STUDIES ON THE ENZYMOLOGY OF DNA REPLICATION

Abstract

The studies described in this thesis are concerned with the replication of the small icosahedral phage DNAs. Three aspects of DNA multiplication are presented.;(1) An important problem in DNA replication is the mechanism by which polynucleotide chains are initiated de novo. The dnaG encoded protein (Primase) was shown to catalyze that function. The purification of the enzyme is reported as well as the characterization of the reactions catalyzed by it.;(2) The discovery by Eisenberg et al. (Eisenberg, S., Scott, J. F., and Kornberg, A.(1976) Proc.Natl.Acad.Sci.U.S.A.73,3151) that a combination of the purified E. coli rep, SSb, as well as the DNA polymerase III elongation system and (phi)X174 A proteins catalyzed net synthesis of (+)SS(c) DNA when (phi)X174 RFI DNA was used as a template, led to their proposal of a two-step model of (phi)X174 RF (--->) RF DNA replication.;I report here that cell-free extracts of thermosensitive E. coli mutants in the dnaB, dnaC, and dnaG gene synthesize and accumulate (+)SS(c) DNA under nonpermissive conditions.
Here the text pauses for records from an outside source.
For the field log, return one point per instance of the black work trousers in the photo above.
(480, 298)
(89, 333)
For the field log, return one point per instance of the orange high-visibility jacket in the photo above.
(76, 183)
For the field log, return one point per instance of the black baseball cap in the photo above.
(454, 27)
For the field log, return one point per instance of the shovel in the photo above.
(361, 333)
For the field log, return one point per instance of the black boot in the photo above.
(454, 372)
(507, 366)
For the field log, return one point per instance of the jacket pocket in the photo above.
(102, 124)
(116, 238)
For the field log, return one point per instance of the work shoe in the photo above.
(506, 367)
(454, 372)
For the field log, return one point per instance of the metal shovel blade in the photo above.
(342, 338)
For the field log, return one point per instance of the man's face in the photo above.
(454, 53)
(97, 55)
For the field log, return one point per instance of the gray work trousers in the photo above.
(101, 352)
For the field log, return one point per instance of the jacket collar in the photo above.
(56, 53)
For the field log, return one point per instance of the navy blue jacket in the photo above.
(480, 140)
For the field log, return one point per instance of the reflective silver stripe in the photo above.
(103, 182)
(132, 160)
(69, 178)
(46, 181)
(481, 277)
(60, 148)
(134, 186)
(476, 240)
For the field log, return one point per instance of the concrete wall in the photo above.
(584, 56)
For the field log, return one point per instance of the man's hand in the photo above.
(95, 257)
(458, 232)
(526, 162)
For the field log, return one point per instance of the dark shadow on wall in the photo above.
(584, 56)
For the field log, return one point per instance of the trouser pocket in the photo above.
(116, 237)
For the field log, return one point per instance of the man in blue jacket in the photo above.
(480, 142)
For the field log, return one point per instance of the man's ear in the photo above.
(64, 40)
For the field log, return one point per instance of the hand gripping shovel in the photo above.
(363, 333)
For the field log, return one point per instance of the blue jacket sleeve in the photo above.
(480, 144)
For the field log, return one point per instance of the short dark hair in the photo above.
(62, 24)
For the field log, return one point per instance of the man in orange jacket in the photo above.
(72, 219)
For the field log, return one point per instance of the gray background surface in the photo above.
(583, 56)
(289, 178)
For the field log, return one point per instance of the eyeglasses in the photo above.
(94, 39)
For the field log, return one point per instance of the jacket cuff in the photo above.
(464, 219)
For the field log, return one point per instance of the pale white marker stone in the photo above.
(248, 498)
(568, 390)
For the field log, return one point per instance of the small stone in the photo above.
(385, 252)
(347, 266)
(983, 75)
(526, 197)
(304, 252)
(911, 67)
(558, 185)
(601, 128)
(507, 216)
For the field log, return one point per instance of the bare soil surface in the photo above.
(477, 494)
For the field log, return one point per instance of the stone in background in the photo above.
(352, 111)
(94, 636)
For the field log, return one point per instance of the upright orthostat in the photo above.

Addition of the purified dnaB, dnaC, or dnaG gene products to their respective heat-inactivated extract results in the accumulation of RF DNA rather than (+)SS(c) DNA. Electron microscopic analysis of (phi)X174 RFI DNA-dependent replication products synthesized under nonpermissive conditions by cell-free extracts prepared from dnaB, dnaC and dnaG E. coli mutants established that the replicative intermediates were identical with those observed in the (+) strand DNA synthesis reactions catalyzed by purified proteins.;(3) The multiple activities of the (phi)X174 A protein are dependent upon a short segment of the (phi)X174 chromosome, the origin of viral strand DNA synthesis. In order to study the rejoining activity of (phi)X174 A protein I cloned two (phi)X174 progeny RF replication origins into the same pBR322 plasmid DNA. I report here the template activity of these new recombinant DNAs in in vitro replication systems which are specific for (phi)X174 sequences. These results indicate that the (phi)X174 gene A protein functions as a sequence specific breakage and reunion enzyme during DNA replication.